Really? Between Stephen Hawking's infamous "mind of God" chapter that closed off A Brief History of Time and prominent theistic scientists like Kenneth Miller and Francis Collins, I'm not sure how viable your thesis is.

Or take Paul Davies. His books regularly feature some kind of a theistic conclusion - not to the extent of a God who came and died on the cross for us, no, but certainly some kind of a controlling supernatural intelligence above and outside creation. Does he get flak from atheists for it? Sure he does. Does he get flak from fellow physicists? He's been criticized by no less than Lee Smolin (who himself is hardly conventional, being one of the few vocal critics of string theory).

Does he get published in peer-reviewed journals? Whenever he has something interesting to say about physics, yes.
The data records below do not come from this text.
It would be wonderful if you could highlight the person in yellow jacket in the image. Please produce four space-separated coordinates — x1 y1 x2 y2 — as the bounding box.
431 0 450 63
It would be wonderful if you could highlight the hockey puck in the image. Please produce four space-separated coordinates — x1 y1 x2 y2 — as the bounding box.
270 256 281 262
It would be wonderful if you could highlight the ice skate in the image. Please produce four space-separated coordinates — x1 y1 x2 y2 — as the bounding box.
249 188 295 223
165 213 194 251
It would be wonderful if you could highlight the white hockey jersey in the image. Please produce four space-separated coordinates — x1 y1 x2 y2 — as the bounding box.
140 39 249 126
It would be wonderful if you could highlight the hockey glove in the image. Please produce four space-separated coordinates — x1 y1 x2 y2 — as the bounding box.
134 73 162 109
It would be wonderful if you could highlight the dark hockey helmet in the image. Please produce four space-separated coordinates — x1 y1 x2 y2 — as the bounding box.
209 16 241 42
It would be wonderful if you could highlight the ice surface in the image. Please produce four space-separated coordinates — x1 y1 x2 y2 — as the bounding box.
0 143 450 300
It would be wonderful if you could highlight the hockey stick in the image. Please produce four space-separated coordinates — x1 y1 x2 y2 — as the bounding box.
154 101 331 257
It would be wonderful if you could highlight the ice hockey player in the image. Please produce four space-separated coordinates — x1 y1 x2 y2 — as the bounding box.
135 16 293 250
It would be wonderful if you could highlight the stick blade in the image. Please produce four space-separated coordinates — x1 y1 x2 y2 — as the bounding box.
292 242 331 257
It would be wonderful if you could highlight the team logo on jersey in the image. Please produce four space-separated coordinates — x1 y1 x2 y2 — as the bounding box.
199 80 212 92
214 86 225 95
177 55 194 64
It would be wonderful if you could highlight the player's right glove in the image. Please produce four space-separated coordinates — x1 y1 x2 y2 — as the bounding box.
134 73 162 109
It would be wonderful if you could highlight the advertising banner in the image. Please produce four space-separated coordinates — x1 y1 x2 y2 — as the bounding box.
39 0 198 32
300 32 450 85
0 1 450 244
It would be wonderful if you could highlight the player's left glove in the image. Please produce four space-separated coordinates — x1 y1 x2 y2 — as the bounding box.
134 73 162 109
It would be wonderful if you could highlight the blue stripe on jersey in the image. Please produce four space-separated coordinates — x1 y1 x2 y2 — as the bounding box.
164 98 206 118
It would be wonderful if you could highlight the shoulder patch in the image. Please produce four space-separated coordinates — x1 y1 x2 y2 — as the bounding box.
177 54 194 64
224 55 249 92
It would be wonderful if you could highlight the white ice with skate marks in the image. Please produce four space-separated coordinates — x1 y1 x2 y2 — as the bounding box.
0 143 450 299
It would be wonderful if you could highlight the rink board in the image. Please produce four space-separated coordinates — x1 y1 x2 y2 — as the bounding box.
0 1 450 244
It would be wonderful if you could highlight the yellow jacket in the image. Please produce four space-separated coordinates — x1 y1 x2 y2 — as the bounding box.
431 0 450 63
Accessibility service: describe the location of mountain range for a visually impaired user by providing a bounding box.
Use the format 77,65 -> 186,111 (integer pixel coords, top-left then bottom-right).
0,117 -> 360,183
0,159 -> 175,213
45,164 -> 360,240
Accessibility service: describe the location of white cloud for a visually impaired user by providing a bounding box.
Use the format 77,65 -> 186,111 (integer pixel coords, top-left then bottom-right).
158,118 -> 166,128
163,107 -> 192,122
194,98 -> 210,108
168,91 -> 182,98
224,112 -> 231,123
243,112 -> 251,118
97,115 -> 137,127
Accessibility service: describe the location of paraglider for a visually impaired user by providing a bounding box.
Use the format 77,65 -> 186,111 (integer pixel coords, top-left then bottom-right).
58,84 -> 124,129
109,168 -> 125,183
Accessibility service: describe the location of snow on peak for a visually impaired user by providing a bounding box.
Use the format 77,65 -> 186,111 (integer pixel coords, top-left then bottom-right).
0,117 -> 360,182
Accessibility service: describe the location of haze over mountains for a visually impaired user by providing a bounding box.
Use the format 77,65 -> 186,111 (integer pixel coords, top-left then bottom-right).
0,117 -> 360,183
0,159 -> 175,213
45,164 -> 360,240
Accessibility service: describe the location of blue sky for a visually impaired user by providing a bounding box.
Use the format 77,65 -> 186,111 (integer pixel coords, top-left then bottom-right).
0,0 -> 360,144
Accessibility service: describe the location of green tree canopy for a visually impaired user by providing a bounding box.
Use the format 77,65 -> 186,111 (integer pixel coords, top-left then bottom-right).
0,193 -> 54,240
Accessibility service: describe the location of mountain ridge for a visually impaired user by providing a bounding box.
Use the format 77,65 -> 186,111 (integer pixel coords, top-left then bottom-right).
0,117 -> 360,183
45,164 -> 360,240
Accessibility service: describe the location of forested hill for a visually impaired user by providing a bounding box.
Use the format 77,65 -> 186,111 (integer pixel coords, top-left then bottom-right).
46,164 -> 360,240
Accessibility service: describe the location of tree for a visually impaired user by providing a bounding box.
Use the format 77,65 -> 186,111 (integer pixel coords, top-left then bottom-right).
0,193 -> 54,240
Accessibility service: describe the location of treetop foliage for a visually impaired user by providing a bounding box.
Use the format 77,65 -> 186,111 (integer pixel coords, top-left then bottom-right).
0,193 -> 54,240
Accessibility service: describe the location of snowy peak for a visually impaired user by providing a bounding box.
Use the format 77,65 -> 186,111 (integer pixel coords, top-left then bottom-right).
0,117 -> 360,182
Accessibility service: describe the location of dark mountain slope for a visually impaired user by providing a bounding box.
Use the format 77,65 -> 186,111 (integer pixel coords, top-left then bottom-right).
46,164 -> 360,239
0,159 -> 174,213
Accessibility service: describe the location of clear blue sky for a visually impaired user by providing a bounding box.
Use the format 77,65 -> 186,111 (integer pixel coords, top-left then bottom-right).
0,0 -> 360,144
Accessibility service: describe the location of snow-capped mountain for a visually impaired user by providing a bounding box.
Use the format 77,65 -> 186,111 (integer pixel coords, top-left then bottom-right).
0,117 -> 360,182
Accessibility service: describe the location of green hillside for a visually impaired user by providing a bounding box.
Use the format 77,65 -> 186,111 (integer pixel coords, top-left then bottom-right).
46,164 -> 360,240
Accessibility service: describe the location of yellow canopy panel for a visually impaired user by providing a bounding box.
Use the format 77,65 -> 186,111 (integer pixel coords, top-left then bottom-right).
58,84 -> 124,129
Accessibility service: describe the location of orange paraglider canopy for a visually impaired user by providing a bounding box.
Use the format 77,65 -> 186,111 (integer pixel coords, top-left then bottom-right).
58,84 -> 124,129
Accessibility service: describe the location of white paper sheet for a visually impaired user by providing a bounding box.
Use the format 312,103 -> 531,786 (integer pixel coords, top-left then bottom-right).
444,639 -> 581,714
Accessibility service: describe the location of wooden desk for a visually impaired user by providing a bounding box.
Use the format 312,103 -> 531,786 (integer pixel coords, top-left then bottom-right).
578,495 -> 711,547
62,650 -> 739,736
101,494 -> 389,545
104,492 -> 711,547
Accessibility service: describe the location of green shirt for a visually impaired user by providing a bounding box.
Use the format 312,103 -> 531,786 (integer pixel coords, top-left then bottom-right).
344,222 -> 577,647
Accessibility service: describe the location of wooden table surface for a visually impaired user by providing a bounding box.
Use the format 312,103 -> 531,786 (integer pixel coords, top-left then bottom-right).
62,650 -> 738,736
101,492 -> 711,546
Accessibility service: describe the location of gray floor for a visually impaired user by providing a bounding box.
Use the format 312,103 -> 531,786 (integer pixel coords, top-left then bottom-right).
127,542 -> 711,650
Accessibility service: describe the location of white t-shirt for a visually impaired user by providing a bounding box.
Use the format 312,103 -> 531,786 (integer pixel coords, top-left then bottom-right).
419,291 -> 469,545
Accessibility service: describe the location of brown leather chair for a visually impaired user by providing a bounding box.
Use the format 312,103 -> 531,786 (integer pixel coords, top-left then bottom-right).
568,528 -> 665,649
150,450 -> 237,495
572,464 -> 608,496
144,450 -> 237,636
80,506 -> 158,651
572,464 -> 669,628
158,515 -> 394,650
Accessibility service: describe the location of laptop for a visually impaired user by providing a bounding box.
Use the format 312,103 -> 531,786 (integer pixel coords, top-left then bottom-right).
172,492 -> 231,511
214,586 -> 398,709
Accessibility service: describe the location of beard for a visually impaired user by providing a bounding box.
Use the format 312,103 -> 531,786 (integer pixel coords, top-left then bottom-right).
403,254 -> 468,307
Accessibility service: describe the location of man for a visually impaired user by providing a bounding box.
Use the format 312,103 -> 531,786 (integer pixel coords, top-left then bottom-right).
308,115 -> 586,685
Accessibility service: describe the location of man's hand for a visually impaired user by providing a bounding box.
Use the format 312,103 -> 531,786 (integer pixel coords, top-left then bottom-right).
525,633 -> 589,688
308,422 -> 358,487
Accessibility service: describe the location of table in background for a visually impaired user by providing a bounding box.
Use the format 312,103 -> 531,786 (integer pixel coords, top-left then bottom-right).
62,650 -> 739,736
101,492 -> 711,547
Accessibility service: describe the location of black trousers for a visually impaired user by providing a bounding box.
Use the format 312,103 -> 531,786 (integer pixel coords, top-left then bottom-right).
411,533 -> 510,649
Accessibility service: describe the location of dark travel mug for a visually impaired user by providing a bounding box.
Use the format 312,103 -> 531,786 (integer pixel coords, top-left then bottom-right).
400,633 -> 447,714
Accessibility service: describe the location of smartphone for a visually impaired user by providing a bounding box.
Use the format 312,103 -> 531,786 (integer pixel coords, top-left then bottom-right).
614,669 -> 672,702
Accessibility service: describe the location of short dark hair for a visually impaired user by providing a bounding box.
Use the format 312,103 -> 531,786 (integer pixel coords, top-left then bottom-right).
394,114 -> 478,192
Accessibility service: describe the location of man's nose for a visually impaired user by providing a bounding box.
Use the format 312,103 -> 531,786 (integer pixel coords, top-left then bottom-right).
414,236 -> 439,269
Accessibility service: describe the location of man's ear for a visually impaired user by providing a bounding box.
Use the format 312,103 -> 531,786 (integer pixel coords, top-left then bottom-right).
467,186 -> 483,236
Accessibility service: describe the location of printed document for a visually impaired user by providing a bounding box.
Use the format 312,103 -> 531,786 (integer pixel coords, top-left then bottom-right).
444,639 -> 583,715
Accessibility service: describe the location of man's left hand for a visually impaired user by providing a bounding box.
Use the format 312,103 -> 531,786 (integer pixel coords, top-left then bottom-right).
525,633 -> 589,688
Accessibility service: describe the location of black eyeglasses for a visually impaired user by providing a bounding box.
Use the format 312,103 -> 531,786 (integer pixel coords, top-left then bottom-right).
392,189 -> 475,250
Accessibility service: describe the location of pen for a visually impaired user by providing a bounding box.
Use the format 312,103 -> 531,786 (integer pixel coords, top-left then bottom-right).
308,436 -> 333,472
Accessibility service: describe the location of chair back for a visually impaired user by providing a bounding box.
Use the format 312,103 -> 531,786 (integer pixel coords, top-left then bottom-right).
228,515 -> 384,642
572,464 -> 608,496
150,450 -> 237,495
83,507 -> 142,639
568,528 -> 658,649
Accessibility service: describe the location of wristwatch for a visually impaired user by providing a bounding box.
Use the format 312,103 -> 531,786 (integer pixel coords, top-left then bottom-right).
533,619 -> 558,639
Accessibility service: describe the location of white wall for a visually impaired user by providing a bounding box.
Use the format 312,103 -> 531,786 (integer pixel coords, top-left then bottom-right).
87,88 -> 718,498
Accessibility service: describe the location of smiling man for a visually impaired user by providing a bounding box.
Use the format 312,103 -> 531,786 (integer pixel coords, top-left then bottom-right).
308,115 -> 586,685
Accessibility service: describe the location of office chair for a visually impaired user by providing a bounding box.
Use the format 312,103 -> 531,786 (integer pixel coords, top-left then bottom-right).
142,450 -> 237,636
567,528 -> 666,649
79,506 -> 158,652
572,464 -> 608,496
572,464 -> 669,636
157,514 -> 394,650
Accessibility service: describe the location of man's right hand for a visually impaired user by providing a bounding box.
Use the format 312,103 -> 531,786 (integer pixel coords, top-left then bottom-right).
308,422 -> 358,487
Do creationists get published in peer-reviewed journals? Sure they do. And Matthewj, you're going to have to accept that. Take for example:

Sanford, J.C., Baumgardner, J., Gibson, P., Brewer, W., ReMine, W. (2007). Using computer simulation to understand mutation accumulation dynamics and genetic load. In Shi et al. (Eds.), ICCS 2007, Part II, LNCS 4488 (pp.386-392), Springer-Verlag, Berlin, Heidelberg.

This was the International Conference on Computational Science, by the way, not some quirky creationist drum session. And between Sanford, Baumgardner, and good old Walter ReMine, more than half (and possibly all) of the authors of this paper are creationists. In fact, I myself am pretty excited to go read this paper (once I find the time to go hunt it down).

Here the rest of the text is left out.